Miraç, göklere olduğu kadar, insanın kendi semasına yani kalbine ve iç dünyasına doğru da yapması gereken bir yolculuktur. Yeryüzünün iki manevî merkezinde, Mescid-i Haram ve Mescid-i Aksa’da Resûl-i Ekrem’le gerçekleşen bu mübarek yolculuk, bugün bizim için manevî merkez olan gönül dünyamızda da gerçekleşmelidir.
Bilindiği gibi Peygamber Efendimiz (sas), miraçtan üç büyük hediye ile dönmüştür: Birincisi gözümün nuru, müminlerin miracı dediği namaz; ikincisi Bakara suresinin son iki ayeti; üçüncüsü de istikametini imana çeviren herkesin, sonunda cennete gireceği müjdesidir.
Üç hediye aslında İslâm’ın gayesini sembolize etmektedir. Namaz ile günde beş kez Rabbinin huzurunda durarak bireysel yükselişini yakalayan mümin, miraç müjdesi ayetlerle sorumluluğunun sınırlarını ve ufuklarını görür. Ayrıca resuller arasında bir fark olmadığını, bir fark gözetilmediğini, tevhit elçilerinin ortak misyonunu evrensel ve ideal bir hedef olarak önüne koyar. Toplumsal barışın tarihsel kökeni bu ayetle âdeta abideleşir. Ve mümin, iman istikametinde olduğu sürece cenneti kazanacağını bilir. Böylece imanın evrenselliği, yüceliği, kuşatıcılığı, ebedîliği bir müjde olarak, bir hediye olarak sunulur.
İç huzurumuzun, muhabbet ve kardeşliğimizin biraz zedelendiği; öfke, kibir ve gururla köpüren nefislerimizin duygularımıza, vicdanlarımıza hükmettiği; akl-ı selimin, sağduyunun sesini yeteri kadar duyuramadığı; bilerek ya da bilmeyerek birbirimizi incittiğimiz şu günümüz dünyasında bir cankurtaran, bir can simidi gibi, bir hazık hekim gibi, bir şifa reçetesi olarak imdadımıza yetişen, ruhumuzu serinleten mübarek Miraç Kandili’mizi başımıza tac ediyor, ilahi müjdelerle, bağış ve lütuflarla, ikram ve ihsanlarla gelen bu güzel kandili sevgiyle, hasretle ve özlemle selamlıyoruz.

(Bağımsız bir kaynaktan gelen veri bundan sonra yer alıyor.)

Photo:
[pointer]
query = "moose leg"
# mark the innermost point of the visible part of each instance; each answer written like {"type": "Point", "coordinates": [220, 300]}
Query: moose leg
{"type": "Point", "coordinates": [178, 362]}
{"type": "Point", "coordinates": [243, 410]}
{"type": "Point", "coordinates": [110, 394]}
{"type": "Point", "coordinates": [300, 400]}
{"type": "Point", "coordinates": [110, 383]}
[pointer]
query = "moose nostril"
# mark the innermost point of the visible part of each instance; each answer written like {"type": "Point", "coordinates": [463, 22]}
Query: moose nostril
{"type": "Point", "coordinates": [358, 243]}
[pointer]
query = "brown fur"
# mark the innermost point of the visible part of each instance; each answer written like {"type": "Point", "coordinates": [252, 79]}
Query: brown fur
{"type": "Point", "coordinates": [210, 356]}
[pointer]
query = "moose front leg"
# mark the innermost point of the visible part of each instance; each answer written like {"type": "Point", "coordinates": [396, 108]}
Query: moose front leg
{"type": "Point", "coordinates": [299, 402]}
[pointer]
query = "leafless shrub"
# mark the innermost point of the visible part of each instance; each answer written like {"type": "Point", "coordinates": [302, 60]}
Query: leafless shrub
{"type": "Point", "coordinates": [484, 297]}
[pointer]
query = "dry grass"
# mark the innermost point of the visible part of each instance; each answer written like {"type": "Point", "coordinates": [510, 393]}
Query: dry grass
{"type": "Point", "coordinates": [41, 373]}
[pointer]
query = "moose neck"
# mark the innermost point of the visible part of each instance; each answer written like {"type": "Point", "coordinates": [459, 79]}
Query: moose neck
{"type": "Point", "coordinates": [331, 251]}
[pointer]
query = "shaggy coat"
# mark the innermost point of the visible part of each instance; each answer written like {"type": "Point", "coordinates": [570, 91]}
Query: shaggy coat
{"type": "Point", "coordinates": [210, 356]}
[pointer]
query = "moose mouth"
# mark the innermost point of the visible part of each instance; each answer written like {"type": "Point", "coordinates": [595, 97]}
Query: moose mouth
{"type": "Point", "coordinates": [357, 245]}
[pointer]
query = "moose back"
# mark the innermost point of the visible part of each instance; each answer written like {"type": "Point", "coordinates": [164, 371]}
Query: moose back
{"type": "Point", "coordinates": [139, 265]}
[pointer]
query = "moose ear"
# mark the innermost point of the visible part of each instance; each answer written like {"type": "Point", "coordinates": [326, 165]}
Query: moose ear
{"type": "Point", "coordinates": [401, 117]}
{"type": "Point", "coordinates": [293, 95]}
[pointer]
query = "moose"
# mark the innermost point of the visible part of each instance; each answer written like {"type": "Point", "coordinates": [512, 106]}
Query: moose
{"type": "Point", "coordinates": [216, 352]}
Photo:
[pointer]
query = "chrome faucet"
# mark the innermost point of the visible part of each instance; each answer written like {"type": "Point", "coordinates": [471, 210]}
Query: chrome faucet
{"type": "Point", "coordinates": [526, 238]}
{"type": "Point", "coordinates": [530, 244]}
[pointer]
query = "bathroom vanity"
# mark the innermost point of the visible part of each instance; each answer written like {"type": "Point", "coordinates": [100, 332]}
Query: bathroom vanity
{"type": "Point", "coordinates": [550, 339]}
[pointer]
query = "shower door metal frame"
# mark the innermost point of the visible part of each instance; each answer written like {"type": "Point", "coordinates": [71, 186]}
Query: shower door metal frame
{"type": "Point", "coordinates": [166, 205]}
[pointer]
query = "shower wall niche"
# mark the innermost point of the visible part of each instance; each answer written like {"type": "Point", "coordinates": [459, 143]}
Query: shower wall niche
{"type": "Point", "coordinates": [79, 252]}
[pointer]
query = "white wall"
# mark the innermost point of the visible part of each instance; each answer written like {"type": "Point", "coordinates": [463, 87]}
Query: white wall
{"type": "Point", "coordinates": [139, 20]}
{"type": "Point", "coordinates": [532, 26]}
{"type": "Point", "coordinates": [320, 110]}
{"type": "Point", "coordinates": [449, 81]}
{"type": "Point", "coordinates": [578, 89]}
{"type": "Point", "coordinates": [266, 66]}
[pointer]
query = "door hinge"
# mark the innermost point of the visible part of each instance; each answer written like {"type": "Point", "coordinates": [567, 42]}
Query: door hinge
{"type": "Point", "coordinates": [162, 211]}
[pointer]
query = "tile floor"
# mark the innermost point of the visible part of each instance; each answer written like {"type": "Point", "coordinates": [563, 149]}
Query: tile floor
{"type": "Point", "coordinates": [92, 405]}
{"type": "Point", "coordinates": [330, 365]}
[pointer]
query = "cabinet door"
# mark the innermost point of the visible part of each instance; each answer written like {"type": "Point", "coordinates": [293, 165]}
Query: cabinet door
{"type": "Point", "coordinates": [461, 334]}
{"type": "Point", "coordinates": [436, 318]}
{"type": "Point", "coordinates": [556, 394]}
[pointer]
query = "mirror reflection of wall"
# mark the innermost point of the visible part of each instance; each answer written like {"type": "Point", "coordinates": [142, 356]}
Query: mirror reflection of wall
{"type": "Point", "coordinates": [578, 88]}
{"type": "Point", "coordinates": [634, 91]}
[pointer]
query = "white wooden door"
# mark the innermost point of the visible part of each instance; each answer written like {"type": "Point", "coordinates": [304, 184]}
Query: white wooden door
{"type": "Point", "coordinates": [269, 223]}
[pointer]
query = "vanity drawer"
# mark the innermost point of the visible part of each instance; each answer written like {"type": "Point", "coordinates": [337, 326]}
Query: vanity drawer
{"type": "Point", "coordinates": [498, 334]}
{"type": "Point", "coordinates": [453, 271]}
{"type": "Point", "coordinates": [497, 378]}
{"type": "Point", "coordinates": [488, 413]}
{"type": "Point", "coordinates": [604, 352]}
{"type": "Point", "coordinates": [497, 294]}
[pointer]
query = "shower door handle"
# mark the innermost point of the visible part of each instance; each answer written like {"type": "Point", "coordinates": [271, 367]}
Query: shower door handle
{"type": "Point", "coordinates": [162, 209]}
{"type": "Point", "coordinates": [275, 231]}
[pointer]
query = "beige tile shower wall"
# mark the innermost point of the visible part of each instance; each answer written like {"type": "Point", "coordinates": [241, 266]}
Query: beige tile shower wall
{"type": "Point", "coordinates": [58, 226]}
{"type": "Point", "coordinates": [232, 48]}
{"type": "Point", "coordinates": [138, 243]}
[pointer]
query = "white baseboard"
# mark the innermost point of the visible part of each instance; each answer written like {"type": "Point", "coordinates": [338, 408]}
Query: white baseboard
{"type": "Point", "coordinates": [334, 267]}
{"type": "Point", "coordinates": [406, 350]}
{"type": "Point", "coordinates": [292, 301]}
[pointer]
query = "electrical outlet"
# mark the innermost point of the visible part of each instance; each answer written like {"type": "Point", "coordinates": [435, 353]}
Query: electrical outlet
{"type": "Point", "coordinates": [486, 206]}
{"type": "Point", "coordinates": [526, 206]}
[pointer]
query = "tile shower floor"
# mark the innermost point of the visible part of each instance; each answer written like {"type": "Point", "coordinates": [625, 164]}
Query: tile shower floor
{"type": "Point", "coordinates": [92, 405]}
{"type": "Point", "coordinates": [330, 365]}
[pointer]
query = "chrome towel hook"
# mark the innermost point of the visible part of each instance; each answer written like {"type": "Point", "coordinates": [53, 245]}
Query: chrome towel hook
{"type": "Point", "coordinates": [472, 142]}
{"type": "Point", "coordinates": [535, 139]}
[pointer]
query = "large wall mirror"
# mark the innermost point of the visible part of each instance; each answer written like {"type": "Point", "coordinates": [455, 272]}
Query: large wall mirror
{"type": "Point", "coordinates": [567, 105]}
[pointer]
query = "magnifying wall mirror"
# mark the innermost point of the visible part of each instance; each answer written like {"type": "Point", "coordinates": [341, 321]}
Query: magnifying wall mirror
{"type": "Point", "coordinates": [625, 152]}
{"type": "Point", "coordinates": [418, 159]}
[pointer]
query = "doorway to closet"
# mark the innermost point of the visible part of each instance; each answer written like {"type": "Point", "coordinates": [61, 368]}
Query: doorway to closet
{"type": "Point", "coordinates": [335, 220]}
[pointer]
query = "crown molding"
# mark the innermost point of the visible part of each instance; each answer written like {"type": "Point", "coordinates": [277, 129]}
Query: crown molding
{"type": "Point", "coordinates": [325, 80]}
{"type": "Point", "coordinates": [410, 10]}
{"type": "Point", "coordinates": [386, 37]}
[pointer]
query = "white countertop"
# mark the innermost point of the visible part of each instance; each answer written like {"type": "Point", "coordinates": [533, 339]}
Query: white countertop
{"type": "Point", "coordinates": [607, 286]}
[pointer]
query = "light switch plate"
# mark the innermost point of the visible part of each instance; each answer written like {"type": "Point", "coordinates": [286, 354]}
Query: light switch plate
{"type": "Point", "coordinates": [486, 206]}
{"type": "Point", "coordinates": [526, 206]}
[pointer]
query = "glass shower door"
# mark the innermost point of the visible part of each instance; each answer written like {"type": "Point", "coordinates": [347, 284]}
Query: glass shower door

Bu duygu ve düşüncelerle, başta ülkemizde ve Almanya’da yaşayanlar olmak üzere tüm dünya Müslümanlarının Miraç Kandili’ni tebrik ediyorum. Bu kutlu gecenin milletimizin, İslâm dünyasının ve tüm insanlığın yüksek değerlerle miracına; huzur ve mutluluğuna vesile olmasını Yüce Rabbimden niyaz ediyorum.